Previous systematic reviews have conducted an indirect comparison by separately pooling the outcomes of studies analysing either non-surgical, or surgical, treatment. In this systematic review, only studies that compared both treatments were included. Most results of this and previous reviews were similar.
No treatment option showed clear superiority. However, to arrive at statistically supported conclusions there is a need for additional high-quality comparative trials.
PROSPERO database (Registration number CRD42021260300).

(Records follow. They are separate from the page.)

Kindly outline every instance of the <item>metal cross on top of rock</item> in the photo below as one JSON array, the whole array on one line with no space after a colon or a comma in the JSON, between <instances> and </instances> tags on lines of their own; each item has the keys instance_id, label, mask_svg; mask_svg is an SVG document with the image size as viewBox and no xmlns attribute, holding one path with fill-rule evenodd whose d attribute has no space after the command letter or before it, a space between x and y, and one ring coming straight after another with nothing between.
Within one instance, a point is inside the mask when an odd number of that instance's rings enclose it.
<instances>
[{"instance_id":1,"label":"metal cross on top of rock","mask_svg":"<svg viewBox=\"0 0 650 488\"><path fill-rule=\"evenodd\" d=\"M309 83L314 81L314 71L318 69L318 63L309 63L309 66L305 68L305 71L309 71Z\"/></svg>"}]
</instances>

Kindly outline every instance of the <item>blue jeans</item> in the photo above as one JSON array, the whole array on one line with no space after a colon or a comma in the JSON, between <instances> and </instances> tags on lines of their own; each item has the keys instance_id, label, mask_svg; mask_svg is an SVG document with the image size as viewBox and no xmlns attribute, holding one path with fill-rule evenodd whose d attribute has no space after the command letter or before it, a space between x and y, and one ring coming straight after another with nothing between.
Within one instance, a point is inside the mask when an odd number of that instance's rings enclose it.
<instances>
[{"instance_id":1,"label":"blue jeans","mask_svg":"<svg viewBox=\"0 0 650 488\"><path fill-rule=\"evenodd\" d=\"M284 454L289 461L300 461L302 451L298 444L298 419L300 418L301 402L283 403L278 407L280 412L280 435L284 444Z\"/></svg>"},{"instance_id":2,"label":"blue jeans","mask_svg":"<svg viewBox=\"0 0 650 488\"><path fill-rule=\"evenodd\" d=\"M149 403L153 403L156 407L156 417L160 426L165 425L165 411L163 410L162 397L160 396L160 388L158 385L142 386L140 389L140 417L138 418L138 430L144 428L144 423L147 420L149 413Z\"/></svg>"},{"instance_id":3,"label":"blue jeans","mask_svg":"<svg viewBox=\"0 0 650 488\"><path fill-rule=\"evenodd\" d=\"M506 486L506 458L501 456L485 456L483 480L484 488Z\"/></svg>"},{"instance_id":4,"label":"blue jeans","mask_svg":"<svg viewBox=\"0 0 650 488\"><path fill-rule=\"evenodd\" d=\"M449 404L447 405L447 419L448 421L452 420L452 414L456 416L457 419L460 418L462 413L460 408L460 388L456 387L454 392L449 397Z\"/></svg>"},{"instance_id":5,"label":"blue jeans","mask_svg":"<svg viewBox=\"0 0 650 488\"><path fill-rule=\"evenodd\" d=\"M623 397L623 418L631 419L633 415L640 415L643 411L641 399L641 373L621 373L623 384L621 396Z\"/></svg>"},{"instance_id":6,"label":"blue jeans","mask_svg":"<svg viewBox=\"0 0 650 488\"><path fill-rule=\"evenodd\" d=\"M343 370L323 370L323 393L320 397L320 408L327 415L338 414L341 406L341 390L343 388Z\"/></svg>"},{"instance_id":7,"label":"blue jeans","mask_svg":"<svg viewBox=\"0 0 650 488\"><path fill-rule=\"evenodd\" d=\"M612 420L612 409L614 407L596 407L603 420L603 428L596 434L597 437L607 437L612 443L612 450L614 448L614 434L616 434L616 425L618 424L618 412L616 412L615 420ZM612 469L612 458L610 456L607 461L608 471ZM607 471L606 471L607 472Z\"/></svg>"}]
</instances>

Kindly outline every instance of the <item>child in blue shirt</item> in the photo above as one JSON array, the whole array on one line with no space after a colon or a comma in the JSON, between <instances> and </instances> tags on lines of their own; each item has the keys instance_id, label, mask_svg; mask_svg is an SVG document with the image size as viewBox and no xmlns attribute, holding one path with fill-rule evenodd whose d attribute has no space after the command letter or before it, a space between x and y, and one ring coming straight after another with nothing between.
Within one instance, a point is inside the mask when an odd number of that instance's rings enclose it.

除了非手术根管治疗或再治疗外,还可能进行根尖手术来治疗有根尖周炎的牙齿。然而,哪种治疗方法更有效尚不清楚。
系统评价根尖手术与非手术治疗或再治疗在有根尖周炎的牙齿的临床和患者相关结局方面的效果。
对电子数据库、灰色文献、纳入文章和先前综述的参考文献列表以及主要牙髓学期刊的手工检索进行文献检索。纳入了接受手术(治疗组)和非手术根管治疗或再治疗(对照组)的根尖周炎患者的随机和非随机对照试验以及纵向观察性研究。使用 Cochrane 偏倚风险工具、ROBINS-I 和纽卡斯尔-渥太华量表评估偏倚风险。
纳入了 5 项研究,包括 2 项随机临床试验、2 项非随机临床试验和 1 项回顾性队列研究。观察者间一致性高,kappa 相关系数良好。共有 529 颗牙齿可进行 6 个月至 8.7 年的随访。4 项研究的总体偏倚风险较高,其中 1 项研究存在一些问题。尽管对照组的牙齿存活率更高,但根尖手术在根尖愈合和减少进一步干预的需求方面似乎显示出更好的结果。由于研究的异质性,无法进行荟萃分析。
先前的系统评价通过分别汇总分析非手术或手术治疗的研究的结果进行了间接比较。在本系统评价中,仅纳入了比较两种治疗方法的研究。本研究和先前综述的大多数结果相似。
没有一种治疗方法显示出明显的优势。然而,需要更多高质量的比较试验才能得出统计学支持的结论。
PROSPERO 数据库(注册号 CRD42021260300)。